During the brutal air battles over Rabaul in 1943, Boyington began stacking victories quickly.

On January 3, 1944, while leading a mission against Japanese forces near Rabaul, Boyington engaged enemy fighters in a chaotic dogfight over the sea. His Corsair was hit during the battle, and witnesses saw his plane crash into the water.

He disappeared.

The Marine Corps assumed he had been killed in action. Newspapers reported the loss, and his squadron continued fighting without him.

But Boyington had survived the crash.

Japanese forces captured him and transferred him through several prisoner camps across the Pacific. For nearly 20 months, he endured brutal conditions, including starvation, disease, and repeated interrogations. His weight dropped dramatically as the war dragged on.

Back in the United States, something strange happened.

Military records continued to credit Boyington with additional confirmed aerial victories from earlier missions, eventually bringing his total to 28 enemy aircraft destroyed, making him the highest-scoring Marine Corps fighter ace of World War II.

The government awarded him the Medal of Honor and the Navy Cross.

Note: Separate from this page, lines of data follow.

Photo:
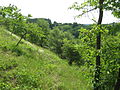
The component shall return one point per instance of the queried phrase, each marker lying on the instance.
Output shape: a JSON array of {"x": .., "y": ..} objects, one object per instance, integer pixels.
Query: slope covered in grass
[{"x": 29, "y": 67}]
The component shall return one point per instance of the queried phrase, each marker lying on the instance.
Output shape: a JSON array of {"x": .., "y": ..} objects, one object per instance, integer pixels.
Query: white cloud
[{"x": 56, "y": 10}]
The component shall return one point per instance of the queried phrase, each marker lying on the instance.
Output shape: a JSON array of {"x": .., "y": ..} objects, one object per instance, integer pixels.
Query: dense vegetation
[{"x": 75, "y": 43}]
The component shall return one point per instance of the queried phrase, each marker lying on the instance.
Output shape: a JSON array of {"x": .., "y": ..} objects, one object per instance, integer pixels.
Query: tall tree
[{"x": 88, "y": 6}]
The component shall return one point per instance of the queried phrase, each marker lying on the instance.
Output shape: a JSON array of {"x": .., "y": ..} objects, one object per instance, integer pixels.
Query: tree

But Boyington himself had no idea.

He was still sitting in a prison camp.

When Japan surrendered in August 1945, American forces began liberating prisoner camps across the Pacific. One of the surviving prisoners who emerged shocked the military officials waiting for them.

Gregory “Pappy” Boyington.

The pilot the United States believed had died in battle had actually survived the war in captivity.

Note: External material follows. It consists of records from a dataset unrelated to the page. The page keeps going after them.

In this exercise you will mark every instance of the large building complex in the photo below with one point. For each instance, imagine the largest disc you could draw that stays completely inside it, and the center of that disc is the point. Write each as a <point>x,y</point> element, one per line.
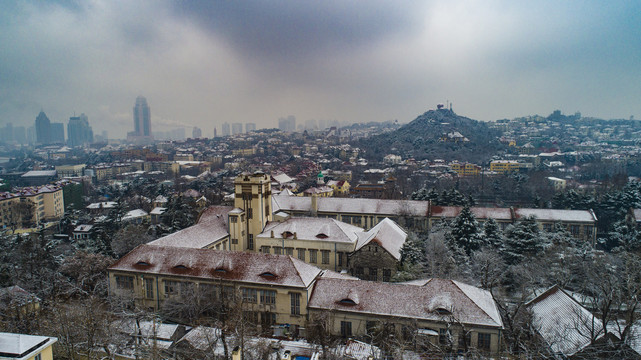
<point>142,122</point>
<point>79,132</point>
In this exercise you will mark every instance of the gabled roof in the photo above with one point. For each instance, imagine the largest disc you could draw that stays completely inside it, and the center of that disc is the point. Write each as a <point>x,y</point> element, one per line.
<point>466,303</point>
<point>211,227</point>
<point>353,206</point>
<point>387,234</point>
<point>563,323</point>
<point>308,228</point>
<point>216,264</point>
<point>556,215</point>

Weeks later, in October 1945, President Harry S. Truman personally presented Boyington with the Medal of Honor at the White House.

The citation honored the same man who had once led a squadron of misfits into the skies over the Pacific and turned them into one of the most feared air units of the war.

For nearly two years, Gregory “Pappy” Boyington was remembered as a fallen hero.

Then he walked back into history alive.